The Little People of America, which represents people with dwarfism and their families, issued a statement saying that the president’s comments were “demonstrably false” and that they were “disgusted” by them.
Donna Walker, who directs Provincetown’s diversity, equity, and inclusion efforts, still has a job. Not everyone is abandoning DEI, and Massachusetts and the Outer Cape “are in that bubble,” says Walker. But the torrent of words pouring forth from Washington has washed up on our shores, and even here some people are buying it. “Does it have a chilling effect? Yes, it does,” she says. “It’s meant to do that. Those of us doing this work understand that.”
Walker says that people in her field have already changed the language they use to describe their work. They’re dropping the words “diversity” and “equity,” though they’re still hanging onto “inclusion.”

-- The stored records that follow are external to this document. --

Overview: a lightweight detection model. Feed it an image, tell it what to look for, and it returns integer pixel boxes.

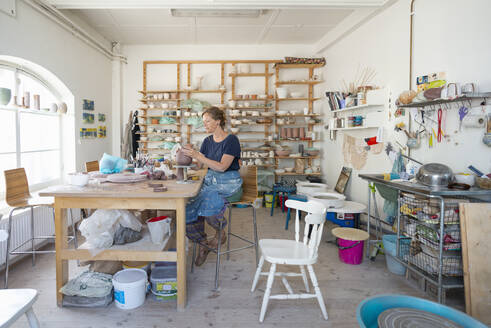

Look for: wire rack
[397,193,463,277]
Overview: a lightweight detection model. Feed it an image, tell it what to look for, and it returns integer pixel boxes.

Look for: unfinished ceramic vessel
[176,150,192,165]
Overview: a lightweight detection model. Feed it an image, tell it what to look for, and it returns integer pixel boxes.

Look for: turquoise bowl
[0,88,11,106]
[357,294,487,328]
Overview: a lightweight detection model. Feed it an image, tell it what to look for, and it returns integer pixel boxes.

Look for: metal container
[416,163,453,187]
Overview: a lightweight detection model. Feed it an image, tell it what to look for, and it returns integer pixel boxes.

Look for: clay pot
[286,128,292,139]
[176,148,192,165]
[293,127,299,139]
[299,128,305,139]
[281,127,287,139]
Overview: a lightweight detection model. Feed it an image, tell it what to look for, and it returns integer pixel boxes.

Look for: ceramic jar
[299,128,305,139]
[50,103,58,113]
[293,128,299,139]
[287,128,292,139]
[33,95,40,110]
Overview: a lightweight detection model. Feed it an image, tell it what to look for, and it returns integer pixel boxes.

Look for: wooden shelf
[275,156,319,159]
[275,139,320,142]
[275,81,323,85]
[275,172,322,176]
[275,114,321,117]
[330,126,379,131]
[276,123,323,127]
[276,97,321,101]
[330,104,382,113]
[243,164,275,168]
[229,73,273,77]
[241,147,273,151]
[137,123,180,126]
[139,99,179,103]
[239,139,268,143]
[274,63,325,69]
[137,132,180,135]
[230,98,273,102]
[138,115,179,118]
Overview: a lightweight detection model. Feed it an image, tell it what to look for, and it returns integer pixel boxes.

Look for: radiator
[0,207,81,267]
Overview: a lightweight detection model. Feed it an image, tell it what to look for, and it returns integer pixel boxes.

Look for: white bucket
[146,216,171,244]
[113,269,148,310]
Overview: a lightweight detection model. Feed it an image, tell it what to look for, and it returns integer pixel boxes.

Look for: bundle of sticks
[342,65,377,95]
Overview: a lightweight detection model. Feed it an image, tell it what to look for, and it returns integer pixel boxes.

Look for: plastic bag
[99,153,127,174]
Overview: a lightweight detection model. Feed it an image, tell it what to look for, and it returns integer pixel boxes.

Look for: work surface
[39,179,202,199]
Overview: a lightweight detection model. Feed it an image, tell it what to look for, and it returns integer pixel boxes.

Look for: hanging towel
[121,111,133,160]
[131,111,140,159]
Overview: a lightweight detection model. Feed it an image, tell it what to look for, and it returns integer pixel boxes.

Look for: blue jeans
[185,170,242,224]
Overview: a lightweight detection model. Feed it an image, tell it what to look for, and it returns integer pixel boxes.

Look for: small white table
[0,289,40,328]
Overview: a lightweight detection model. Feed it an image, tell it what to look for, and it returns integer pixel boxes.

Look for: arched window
[0,64,64,193]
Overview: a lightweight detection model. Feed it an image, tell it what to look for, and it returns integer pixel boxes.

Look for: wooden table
[39,178,202,310]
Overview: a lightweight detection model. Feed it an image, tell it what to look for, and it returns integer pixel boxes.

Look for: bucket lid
[332,227,369,241]
[148,216,168,223]
[113,268,147,284]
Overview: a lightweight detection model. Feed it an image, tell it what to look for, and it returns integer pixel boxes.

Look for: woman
[182,106,242,266]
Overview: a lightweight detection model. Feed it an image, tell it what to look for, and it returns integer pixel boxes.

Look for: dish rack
[396,192,466,303]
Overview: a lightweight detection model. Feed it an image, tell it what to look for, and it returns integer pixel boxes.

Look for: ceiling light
[171,9,265,18]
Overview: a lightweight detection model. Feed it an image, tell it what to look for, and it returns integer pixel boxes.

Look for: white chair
[251,199,328,322]
[0,288,40,328]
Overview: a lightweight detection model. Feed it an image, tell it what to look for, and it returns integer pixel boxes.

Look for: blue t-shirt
[200,134,241,171]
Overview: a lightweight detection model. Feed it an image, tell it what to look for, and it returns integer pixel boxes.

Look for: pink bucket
[337,238,364,265]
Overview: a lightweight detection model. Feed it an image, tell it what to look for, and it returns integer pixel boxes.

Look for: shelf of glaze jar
[138,115,180,118]
[275,172,321,176]
[275,80,323,85]
[274,63,325,69]
[275,114,321,117]
[274,139,321,142]
[274,156,319,159]
[275,97,321,101]
[229,98,273,101]
[330,126,379,131]
[140,89,226,94]
[275,123,323,126]
[139,99,180,103]
[330,104,382,114]
[229,131,266,133]
[137,132,180,135]
[229,73,274,77]
[137,123,181,126]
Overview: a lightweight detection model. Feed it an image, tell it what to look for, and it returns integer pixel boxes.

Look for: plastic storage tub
[150,266,177,301]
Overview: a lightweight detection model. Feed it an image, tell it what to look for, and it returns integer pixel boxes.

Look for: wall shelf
[330,126,379,131]
[276,97,321,101]
[330,104,382,113]
[275,80,323,85]
[229,73,273,77]
[274,63,325,69]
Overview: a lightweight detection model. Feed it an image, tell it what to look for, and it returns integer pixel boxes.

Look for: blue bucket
[382,234,409,275]
[357,294,488,328]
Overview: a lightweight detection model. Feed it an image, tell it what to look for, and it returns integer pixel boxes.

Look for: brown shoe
[195,245,210,267]
[208,230,227,249]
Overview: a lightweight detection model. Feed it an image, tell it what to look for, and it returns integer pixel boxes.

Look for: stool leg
[4,208,15,288]
[252,206,259,265]
[269,192,276,216]
[191,242,196,273]
[227,205,232,260]
[214,223,223,291]
[285,208,291,230]
[31,206,35,266]
[25,308,40,328]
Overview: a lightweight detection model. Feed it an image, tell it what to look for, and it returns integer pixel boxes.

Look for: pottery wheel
[378,308,463,328]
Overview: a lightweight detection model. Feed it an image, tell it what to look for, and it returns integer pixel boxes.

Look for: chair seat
[259,239,317,265]
[8,196,54,208]
[0,289,38,327]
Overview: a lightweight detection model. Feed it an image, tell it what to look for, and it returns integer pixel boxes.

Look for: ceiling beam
[256,9,280,44]
[46,0,389,10]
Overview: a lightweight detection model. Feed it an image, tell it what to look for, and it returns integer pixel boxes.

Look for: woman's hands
[181,147,203,161]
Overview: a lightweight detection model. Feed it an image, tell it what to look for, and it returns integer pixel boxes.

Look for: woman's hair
[202,106,226,128]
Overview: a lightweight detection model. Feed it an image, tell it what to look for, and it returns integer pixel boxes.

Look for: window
[0,65,62,193]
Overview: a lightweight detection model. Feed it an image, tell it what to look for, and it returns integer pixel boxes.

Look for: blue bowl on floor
[357,294,487,328]
[235,204,248,208]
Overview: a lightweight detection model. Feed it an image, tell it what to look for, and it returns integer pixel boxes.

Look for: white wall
[0,1,113,172]
[321,0,491,205]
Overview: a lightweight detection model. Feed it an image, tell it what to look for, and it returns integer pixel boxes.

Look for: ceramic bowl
[454,174,475,186]
[275,169,286,174]
[140,137,148,141]
[230,127,240,134]
[68,173,89,187]
[284,167,294,173]
[275,149,291,156]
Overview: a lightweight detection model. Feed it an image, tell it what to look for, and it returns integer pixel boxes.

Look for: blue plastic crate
[326,212,354,228]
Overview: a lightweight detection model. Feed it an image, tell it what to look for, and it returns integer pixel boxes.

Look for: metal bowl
[416,163,453,187]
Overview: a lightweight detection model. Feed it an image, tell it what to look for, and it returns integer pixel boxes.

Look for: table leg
[176,198,187,311]
[55,205,68,307]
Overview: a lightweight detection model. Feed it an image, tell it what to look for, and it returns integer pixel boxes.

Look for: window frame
[0,64,64,196]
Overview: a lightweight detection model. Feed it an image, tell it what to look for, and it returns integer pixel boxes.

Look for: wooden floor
[4,207,457,328]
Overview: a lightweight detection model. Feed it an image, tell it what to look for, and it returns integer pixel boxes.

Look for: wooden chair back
[85,161,100,172]
[4,168,31,207]
[239,165,258,203]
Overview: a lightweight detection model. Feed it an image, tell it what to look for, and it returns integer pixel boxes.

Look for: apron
[186,169,243,224]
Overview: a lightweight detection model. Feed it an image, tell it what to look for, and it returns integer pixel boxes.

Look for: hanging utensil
[458,106,469,131]
[437,108,443,142]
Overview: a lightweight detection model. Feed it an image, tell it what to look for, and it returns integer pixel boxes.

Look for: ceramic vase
[299,128,305,139]
[281,127,287,139]
[293,127,299,139]
[286,128,292,139]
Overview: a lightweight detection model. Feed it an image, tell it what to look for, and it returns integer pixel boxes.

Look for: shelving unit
[273,63,324,179]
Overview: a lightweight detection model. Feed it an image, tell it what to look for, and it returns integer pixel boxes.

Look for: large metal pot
[416,163,453,187]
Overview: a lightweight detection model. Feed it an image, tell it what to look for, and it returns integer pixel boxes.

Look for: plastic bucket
[113,268,148,310]
[147,216,171,244]
[383,234,409,275]
[337,238,365,265]
[264,193,274,208]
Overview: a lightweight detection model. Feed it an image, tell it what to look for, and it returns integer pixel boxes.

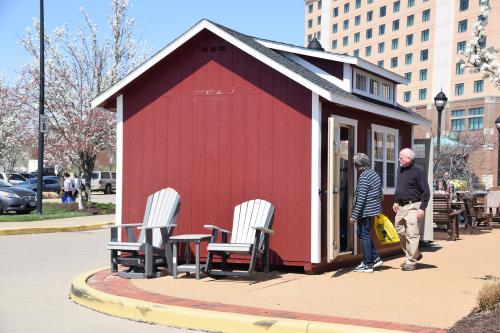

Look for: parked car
[0,172,8,181]
[0,179,37,214]
[16,177,61,193]
[91,171,116,194]
[8,173,34,186]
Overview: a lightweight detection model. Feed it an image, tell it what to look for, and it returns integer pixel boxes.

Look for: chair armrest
[450,209,464,216]
[204,224,231,234]
[107,223,142,229]
[252,226,274,235]
[138,224,177,230]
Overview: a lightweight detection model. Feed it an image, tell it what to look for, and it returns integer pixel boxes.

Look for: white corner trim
[343,64,352,92]
[283,52,347,92]
[311,93,321,264]
[116,95,123,237]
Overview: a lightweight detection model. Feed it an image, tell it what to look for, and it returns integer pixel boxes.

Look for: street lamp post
[434,90,448,155]
[495,117,500,185]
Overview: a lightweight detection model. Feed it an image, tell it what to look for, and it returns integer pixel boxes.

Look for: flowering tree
[16,0,147,203]
[0,76,32,176]
[461,0,500,88]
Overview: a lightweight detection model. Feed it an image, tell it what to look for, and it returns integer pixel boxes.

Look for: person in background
[63,172,75,201]
[350,153,383,273]
[393,148,430,271]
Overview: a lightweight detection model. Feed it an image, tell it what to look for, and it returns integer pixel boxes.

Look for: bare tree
[16,0,147,204]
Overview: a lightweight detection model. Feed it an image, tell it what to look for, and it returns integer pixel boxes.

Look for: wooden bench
[433,193,462,241]
[463,197,492,230]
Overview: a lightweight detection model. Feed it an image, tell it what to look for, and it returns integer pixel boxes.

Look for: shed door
[327,116,340,261]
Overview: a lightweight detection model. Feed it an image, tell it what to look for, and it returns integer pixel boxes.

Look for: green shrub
[477,280,500,312]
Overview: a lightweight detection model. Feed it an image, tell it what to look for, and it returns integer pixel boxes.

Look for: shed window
[372,125,399,192]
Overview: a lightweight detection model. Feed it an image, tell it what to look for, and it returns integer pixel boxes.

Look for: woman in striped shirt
[350,153,383,273]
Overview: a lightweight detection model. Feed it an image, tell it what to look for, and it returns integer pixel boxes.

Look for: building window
[308,19,313,29]
[366,28,373,39]
[460,0,469,11]
[379,24,386,35]
[407,15,414,27]
[308,4,314,13]
[456,61,465,75]
[392,38,399,49]
[343,36,349,46]
[333,23,338,33]
[378,42,385,53]
[451,110,466,131]
[308,34,313,43]
[368,0,373,3]
[457,41,466,53]
[458,20,468,33]
[355,15,361,25]
[356,73,367,91]
[403,91,411,102]
[404,72,412,82]
[316,31,321,39]
[391,57,398,68]
[419,88,427,100]
[343,19,349,30]
[408,0,415,7]
[393,1,400,12]
[365,46,372,56]
[392,19,400,31]
[380,5,387,17]
[356,0,362,9]
[371,125,398,190]
[344,2,350,13]
[377,60,384,67]
[354,32,360,43]
[318,0,322,10]
[317,16,322,25]
[405,53,413,65]
[332,40,338,49]
[369,78,379,95]
[422,9,430,22]
[419,69,428,80]
[421,29,429,42]
[367,10,373,22]
[354,49,360,57]
[420,49,429,61]
[473,80,484,93]
[479,36,487,48]
[333,7,339,17]
[468,107,484,130]
[406,34,413,46]
[455,83,464,96]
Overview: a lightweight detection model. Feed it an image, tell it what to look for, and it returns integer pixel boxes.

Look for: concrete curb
[0,222,113,236]
[70,268,408,333]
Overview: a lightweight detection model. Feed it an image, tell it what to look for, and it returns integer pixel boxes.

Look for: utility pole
[36,0,45,214]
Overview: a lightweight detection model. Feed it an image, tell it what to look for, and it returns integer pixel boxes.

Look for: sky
[0,0,306,81]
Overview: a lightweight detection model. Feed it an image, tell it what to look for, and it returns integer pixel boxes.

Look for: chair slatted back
[137,188,180,248]
[433,193,451,224]
[230,199,275,246]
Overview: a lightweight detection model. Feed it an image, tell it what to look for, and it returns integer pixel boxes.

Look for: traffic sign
[39,115,49,133]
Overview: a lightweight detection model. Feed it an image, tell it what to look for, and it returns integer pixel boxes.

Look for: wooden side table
[170,234,211,279]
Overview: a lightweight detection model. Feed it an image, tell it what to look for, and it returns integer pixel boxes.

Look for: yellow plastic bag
[373,213,400,245]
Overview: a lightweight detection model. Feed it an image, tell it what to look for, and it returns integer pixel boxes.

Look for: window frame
[371,124,399,194]
[352,68,395,104]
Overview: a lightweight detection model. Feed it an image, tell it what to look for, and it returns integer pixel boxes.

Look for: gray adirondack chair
[107,188,180,278]
[203,199,275,279]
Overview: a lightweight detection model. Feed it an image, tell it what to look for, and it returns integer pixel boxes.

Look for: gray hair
[353,153,370,171]
[400,148,415,160]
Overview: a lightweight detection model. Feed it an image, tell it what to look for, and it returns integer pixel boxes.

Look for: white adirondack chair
[203,199,275,279]
[107,188,180,279]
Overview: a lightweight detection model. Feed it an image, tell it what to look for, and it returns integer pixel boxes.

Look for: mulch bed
[448,308,500,333]
[47,202,114,215]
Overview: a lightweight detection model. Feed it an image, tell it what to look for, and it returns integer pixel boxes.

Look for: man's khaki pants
[395,202,422,266]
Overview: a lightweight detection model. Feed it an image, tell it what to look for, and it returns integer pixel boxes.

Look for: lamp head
[434,90,448,112]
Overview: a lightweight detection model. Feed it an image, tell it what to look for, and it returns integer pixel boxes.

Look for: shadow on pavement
[416,263,438,270]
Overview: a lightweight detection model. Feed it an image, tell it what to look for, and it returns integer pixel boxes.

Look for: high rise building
[305,0,500,187]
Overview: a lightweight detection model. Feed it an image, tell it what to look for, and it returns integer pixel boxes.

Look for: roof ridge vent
[307,37,324,51]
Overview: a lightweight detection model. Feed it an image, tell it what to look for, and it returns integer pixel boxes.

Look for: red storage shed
[92,19,431,273]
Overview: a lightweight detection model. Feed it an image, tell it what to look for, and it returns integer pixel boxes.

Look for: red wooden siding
[121,30,312,266]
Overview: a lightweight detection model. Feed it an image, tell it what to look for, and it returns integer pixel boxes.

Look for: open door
[327,116,340,262]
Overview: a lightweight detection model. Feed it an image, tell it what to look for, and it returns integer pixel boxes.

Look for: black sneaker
[373,257,383,268]
[353,264,374,273]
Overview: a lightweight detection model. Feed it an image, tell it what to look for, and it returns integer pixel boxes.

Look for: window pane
[386,134,396,161]
[374,132,384,160]
[374,161,383,179]
[386,162,396,187]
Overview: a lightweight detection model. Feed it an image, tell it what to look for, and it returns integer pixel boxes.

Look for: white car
[90,171,116,194]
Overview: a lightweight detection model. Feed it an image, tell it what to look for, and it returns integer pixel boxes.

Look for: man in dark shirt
[393,148,430,271]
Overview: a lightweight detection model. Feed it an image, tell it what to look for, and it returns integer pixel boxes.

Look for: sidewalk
[70,229,500,333]
[0,214,114,235]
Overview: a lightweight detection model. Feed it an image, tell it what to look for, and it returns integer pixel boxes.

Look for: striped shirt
[351,168,382,220]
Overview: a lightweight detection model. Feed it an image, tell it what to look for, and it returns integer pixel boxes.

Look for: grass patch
[477,279,500,312]
[0,202,115,223]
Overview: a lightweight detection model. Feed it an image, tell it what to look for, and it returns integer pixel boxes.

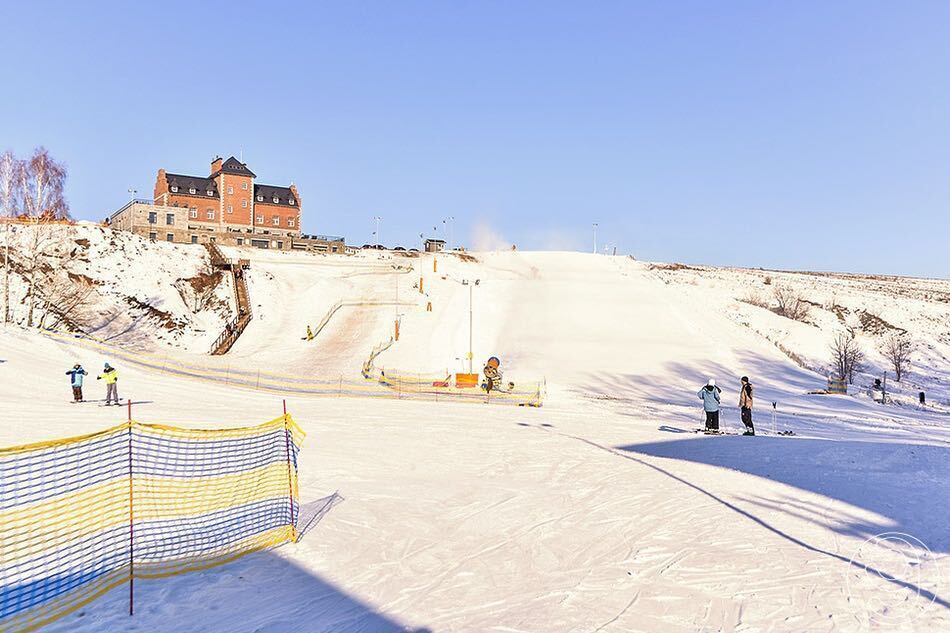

It’s not clear where such a distinction ends up. Writing in The Emancipator, Victor Ray argues that the executive orders coming from the White House “threaten to march us back toward a segregationist society.” The anti-DEI critics, he writes, “aren’t interested in normalizing inclusivity — they are questioning the value of integration itself.”
So far, at least, not many people have been willing to speak out strongly in defense of diversity and equity. “That’s the problem,” says Walker. “There’s no one saying, ‘Don’t buy into this.’ ”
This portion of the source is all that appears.